Bang. Otra cosa es que se utilicen, o no. Por esto llama la atención que
algún cantamañanas de los que confunden buen rollito con demagogia
chunga ponga el grito en el cielo, criticando que ahora se quiera matar
mejor a los afganos flaquitos. Como si morir escurrido de carnes
empeorase que te aligeren. Pero claro. Para el pacifismo barato y
elemental, querido Watson, es demasiado tentadora la imagen de un
talibán desnutrido, famélico, atravesado por una perversa bala de la
OTAN; y no menos irresistible denunciar cómo el malvado Occidente se las
ingenia para que el afgano que hasta ahora se libraba de refilón, por
estrecho de pecho, también se lleve lo suyo. ¿Importa tanto la anatomía
del soldado contrario?, preguntan. Cuando es evidente que la respuesta
es sí. Que igual peligro tiene un armario de cuatro por cuatro que un
Giacometti artillado. Que metidos en faena, la anatomía importa, y
mucho. Que en la vida estamos, como en el chiste, a setas o a Rolex. Y
que mejor no tener que hacerlo. Preferiría que no, como decía el amigo
Bartleby en el relato de Melville.

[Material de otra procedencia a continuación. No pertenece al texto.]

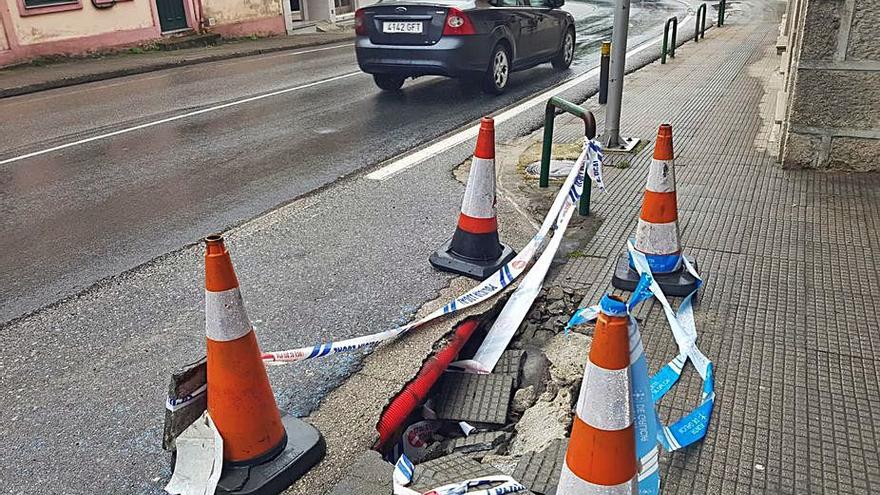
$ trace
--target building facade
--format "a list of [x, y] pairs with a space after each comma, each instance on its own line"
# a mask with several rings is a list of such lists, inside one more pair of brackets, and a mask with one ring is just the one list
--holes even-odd
[[777, 47], [782, 165], [880, 170], [880, 0], [790, 0]]
[[270, 35], [353, 16], [357, 0], [0, 0], [0, 66], [211, 31]]

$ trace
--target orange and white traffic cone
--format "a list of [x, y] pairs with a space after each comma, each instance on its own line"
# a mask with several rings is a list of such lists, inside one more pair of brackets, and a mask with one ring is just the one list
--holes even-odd
[[599, 309], [557, 495], [638, 493], [626, 303]]
[[278, 410], [223, 238], [205, 243], [208, 413], [223, 438], [217, 493], [280, 493], [323, 457], [324, 440]]
[[[664, 294], [686, 296], [696, 289], [696, 278], [683, 269], [681, 261], [675, 159], [672, 126], [669, 124], [661, 125], [657, 131], [634, 247], [647, 258], [651, 273]], [[618, 262], [611, 283], [618, 289], [630, 291], [638, 285], [639, 274], [628, 254], [625, 253]]]
[[483, 117], [458, 226], [429, 261], [440, 270], [484, 280], [516, 252], [498, 239], [495, 212], [495, 121]]

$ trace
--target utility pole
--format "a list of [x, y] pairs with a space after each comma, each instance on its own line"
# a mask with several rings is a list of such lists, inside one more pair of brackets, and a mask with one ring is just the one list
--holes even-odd
[[617, 0], [614, 5], [614, 30], [611, 33], [611, 77], [608, 81], [608, 105], [605, 107], [605, 132], [602, 134], [605, 149], [632, 149], [638, 142], [620, 138], [620, 108], [623, 104], [628, 29], [629, 0]]

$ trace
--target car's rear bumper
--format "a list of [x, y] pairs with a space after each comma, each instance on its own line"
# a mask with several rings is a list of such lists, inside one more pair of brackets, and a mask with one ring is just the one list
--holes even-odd
[[379, 45], [367, 36], [355, 43], [358, 65], [369, 74], [458, 77], [483, 73], [489, 67], [488, 35], [444, 36], [426, 46]]

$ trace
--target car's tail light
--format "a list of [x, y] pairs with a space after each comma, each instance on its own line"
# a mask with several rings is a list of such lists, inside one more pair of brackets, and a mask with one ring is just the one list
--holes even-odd
[[367, 35], [367, 21], [364, 19], [364, 9], [357, 9], [354, 13], [354, 34]]
[[474, 23], [471, 18], [464, 12], [451, 7], [446, 14], [446, 24], [443, 26], [444, 36], [461, 36], [467, 34], [477, 34], [474, 29]]

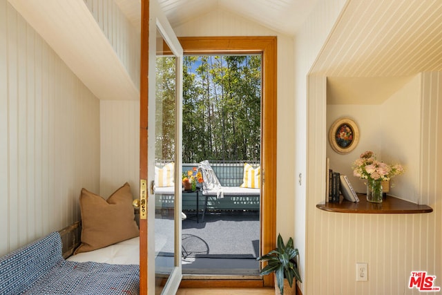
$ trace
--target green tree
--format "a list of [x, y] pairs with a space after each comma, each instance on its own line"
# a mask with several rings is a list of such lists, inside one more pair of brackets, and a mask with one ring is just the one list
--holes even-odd
[[259, 160], [260, 107], [260, 55], [185, 57], [183, 162]]

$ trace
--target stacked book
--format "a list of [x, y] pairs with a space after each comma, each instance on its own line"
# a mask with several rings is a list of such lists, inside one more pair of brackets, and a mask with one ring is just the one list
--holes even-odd
[[334, 171], [329, 169], [329, 164], [327, 161], [327, 193], [325, 202], [330, 203], [338, 203], [340, 196], [350, 202], [359, 202], [359, 198], [353, 189], [347, 175], [341, 175], [339, 172]]

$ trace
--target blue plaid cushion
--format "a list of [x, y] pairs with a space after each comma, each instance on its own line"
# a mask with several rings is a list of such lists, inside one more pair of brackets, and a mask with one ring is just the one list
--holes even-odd
[[53, 232], [0, 258], [0, 294], [138, 294], [140, 267], [76, 263]]
[[21, 293], [63, 260], [56, 231], [0, 258], [0, 294]]

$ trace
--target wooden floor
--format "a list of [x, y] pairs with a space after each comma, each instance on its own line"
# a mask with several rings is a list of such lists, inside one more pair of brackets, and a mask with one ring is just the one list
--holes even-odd
[[274, 288], [183, 288], [177, 295], [274, 295]]

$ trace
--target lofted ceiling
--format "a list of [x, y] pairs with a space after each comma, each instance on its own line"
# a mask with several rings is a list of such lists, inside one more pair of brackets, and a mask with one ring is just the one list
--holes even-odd
[[[114, 61], [115, 54], [104, 54], [112, 48], [82, 0], [8, 1], [65, 57], [66, 64], [99, 97], [137, 96], [137, 90], [124, 77], [124, 69]], [[140, 28], [141, 0], [115, 1], [131, 22]], [[296, 38], [297, 30], [319, 0], [158, 1], [172, 27], [222, 10]], [[81, 17], [73, 13], [74, 4], [75, 13]], [[81, 46], [96, 48], [97, 54], [80, 56], [76, 53], [86, 50]], [[80, 57], [84, 59], [81, 64]], [[359, 102], [378, 104], [411, 77], [425, 71], [442, 71], [442, 0], [348, 0], [310, 74], [328, 77], [330, 104], [355, 102], [355, 95]], [[121, 74], [113, 75], [119, 91], [104, 86], [109, 82], [108, 77], [102, 79], [105, 72]]]
[[348, 1], [311, 68], [329, 104], [376, 104], [442, 70], [442, 1]]
[[158, 0], [172, 27], [224, 10], [289, 35], [305, 21], [318, 0]]

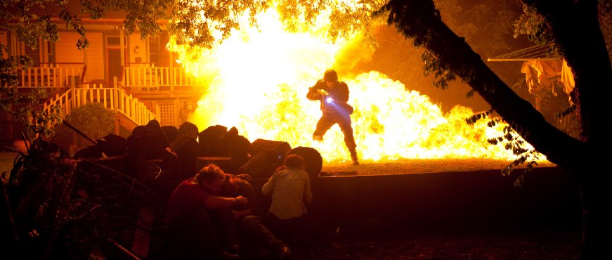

Pero cuando no hay otra, y en un
momento dado tienes que pegarle un tiro a un talibán afgano, a un pirata
somalí o a un pigmeo de treinta y cinco kilos que te viene de malas,
aunque tenga menos carne que el manillar de una bicicleta, lo que
necesitas es algo que lo ponga patas arriba de la manera más eficaz
posible. Stop. Punto. Otra cosa es que las guerras sean malas, Pascuala.
Que disparar sea un acto fascista, que los ejércitos los inventara
Franco y toda la parafernalia al uso. En esto no me meto. Si no queremos
guerras ni soldados, o creemos más cómodo y barato que otros den la
cara por nosotros, pues vale. Me parecerá muy bien, entonces, que al
cabo Manolo lo saquemos de Afganistán para reciclarlo a corderito de
Norit sin fronteras: biberón en una cartuchera y chocolatinas en la
otra. Pero mientras siga allí, jugándosela, prefiero que, cuando se
arrime un talibán con Kalashnikov, Manolo le endiñe un bellotazo que lo
deje seco a la primera. Con balas convencionales, ecológicas o de hilo
musical. Eso me importa un huevo. Con lo que sea.